VIDEO ALERT: Additional audio and video resources, including excerpts from an interview with Dr. Craig Reeder describing the research, are available on the Mayo Clinic News Blog.
The international study, involving 24 medical centers in the United States and Europe, will be presented at the American Society of Clinical Oncology annual meeting June 4-8, 2010, in Chicago.
Forty-five percent of patients with transformed lymphoma treated with lenalidomide responded positively to this immunomodulatory medication, which kills lymphoma cells by activating the body’s natural killer cells and by interrupting cancer cell signaling that leads to cell death. Of those patients, 21 percent showed complete remission, some for more than a year.
Transformed lymphoma is an aggressive form of blood cancer. With current therapies, patients have a median survival rate of 1.7 years. In comparison, patients with indolent or slow-growing lymphoma can live 10 to 20 years with the disease. However, over the course of a decade, about 30 percent of those with indolent lymphoma develop transformed lymphoma.

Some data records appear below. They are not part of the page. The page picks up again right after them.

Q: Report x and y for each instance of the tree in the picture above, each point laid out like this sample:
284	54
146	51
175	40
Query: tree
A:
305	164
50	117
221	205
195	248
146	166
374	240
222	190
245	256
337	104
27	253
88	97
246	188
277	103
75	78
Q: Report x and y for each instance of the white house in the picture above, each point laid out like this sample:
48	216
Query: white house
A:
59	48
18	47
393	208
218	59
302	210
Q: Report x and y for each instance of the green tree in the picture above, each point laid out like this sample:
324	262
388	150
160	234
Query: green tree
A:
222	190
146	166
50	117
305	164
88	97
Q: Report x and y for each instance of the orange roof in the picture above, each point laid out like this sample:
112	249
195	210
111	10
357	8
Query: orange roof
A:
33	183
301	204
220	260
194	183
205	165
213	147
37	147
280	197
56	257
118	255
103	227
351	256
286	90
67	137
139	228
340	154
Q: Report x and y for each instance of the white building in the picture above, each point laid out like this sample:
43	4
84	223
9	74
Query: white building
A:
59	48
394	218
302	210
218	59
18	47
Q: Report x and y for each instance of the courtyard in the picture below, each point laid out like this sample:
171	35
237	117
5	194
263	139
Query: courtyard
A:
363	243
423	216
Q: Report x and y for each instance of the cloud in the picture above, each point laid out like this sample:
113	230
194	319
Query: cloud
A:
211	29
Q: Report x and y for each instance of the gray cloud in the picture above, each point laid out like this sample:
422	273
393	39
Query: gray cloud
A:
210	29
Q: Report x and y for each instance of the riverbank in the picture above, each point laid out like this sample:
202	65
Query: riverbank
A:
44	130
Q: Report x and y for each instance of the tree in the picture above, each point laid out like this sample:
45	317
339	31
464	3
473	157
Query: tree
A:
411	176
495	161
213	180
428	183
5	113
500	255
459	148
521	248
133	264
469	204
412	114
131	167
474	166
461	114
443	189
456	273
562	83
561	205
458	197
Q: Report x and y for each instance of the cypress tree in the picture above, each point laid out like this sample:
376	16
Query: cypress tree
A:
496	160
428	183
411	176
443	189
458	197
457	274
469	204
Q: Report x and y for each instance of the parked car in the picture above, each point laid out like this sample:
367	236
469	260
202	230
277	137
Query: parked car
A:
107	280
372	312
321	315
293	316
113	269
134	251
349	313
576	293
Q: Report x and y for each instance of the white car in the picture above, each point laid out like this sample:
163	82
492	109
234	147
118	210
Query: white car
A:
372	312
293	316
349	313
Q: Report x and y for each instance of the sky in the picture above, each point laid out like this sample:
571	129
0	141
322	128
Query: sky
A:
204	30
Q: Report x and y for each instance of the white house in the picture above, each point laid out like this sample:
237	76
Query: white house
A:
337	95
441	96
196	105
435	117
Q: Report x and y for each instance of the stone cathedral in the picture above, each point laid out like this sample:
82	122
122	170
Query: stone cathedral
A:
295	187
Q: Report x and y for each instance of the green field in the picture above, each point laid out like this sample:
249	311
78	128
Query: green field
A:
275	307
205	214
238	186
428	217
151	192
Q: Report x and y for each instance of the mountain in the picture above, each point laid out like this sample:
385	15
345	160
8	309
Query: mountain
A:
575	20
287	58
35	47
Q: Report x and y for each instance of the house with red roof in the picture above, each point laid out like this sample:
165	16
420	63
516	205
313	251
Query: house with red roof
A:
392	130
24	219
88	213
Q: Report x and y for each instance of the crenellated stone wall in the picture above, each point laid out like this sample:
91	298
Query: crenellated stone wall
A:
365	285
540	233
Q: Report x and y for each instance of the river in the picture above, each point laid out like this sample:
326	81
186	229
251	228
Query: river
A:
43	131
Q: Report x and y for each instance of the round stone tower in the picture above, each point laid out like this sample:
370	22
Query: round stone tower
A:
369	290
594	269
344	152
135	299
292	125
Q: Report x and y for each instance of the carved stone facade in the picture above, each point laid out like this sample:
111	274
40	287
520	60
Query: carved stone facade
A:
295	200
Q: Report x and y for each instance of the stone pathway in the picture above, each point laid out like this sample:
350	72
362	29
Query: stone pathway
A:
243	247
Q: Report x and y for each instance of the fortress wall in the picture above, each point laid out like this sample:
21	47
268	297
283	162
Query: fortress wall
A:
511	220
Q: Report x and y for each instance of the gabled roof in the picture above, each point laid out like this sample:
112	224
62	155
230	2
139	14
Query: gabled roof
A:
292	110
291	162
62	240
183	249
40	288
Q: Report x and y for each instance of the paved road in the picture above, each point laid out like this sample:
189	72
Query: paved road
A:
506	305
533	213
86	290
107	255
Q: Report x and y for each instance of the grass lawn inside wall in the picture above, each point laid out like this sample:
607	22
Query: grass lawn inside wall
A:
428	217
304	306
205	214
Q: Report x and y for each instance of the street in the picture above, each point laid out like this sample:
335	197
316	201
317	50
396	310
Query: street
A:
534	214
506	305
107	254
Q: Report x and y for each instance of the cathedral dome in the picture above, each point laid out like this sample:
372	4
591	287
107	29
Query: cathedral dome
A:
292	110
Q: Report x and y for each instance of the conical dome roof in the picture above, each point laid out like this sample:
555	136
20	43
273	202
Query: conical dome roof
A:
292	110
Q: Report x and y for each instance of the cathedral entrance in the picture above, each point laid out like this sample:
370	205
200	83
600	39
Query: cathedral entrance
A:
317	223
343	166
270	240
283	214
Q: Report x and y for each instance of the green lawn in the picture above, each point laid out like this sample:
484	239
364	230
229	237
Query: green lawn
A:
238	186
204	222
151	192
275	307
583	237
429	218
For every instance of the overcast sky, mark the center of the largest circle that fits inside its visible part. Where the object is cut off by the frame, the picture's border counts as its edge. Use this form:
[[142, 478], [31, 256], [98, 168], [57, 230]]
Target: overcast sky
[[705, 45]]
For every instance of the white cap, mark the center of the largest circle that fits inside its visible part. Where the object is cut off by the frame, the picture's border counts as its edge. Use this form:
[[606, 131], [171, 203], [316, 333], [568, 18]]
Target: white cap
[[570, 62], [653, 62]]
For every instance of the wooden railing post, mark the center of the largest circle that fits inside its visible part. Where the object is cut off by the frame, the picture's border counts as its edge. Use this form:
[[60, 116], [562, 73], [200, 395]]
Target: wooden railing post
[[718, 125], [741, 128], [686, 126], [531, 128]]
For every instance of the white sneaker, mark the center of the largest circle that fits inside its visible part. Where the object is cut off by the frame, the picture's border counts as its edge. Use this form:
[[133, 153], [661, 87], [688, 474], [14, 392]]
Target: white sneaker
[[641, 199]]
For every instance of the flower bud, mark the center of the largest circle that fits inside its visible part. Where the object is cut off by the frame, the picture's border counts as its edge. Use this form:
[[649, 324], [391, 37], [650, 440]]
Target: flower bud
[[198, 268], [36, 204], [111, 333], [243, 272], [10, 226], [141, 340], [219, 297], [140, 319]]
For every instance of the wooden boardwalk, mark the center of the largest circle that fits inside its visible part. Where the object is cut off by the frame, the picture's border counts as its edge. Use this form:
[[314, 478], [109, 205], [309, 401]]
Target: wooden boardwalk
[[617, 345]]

“The study results show a remarkable response rate for transformed lymphoma patients who have a very poor prognosis,” says Craig Reeder, M.D., Mayo Clinic hematologist and principal investigator for the phase II study at Mayo Clinic’s Arizona campus. Phase II studies typically include no more than 300 patients and are designed to evaluate the effectiveness of a specific therapy.
The study included 217 patients with aggressive lymphoma. Of those, 33 had transformed lymphoma and were treated with lenalidomide. These patients ranged in age from 42 to 84. More than half had stage IV disease, where the lymphoma has spread to multiple sites or organs. All patients had been treated with chemotherapy and some with stem cell transplant to curtail the cancer. The median number of previous treatments was four and ranged up to 12.
Patients took lenalidomide pills (25 mg) daily for 21 days. For seven days, no medication was given. The medication continued until signs of cancer progression. Overall, 45 percent of patients responded positively to the therapy, but results varied by the particular type of transformed lymphoma.
For transformed follicular lymphoma, the most common form of the illness, 13 of the 23 patients (57 percent) in this subgroup responded positively to lenalidomide. Ten patients with other types of transformed lymphoma did not respond. They included transformed chronic lymphocytic leukemia, small lymphocytic lymphoma and others.
Dr. Reeder notes that while the number of patients treated with lenalidomide was small, the results are promising because of the response rate, the length of the response, and the simplicity of treatment. In patients who responded, the positive effect of lenalidomide was seen for a median of nearly 13 months. Compared to chemotherapy drugs, lenalidomide is easy to administer and is well tolerated. “Its appeal is that it’s not toxic to the patient,” he says. Side effects were considered mild and included low white blood cell counts.
Lenalidomide is approved by the U.S. Food and Drug Administration to treat multiple myeloma and certain types of myelodysplastic syndrome. Mayo Clinic researchers and others have been studying its potential as a lymphoma treatment for about two years. Further studies are needed to confirm its role in treating patients with transformed lymphoma.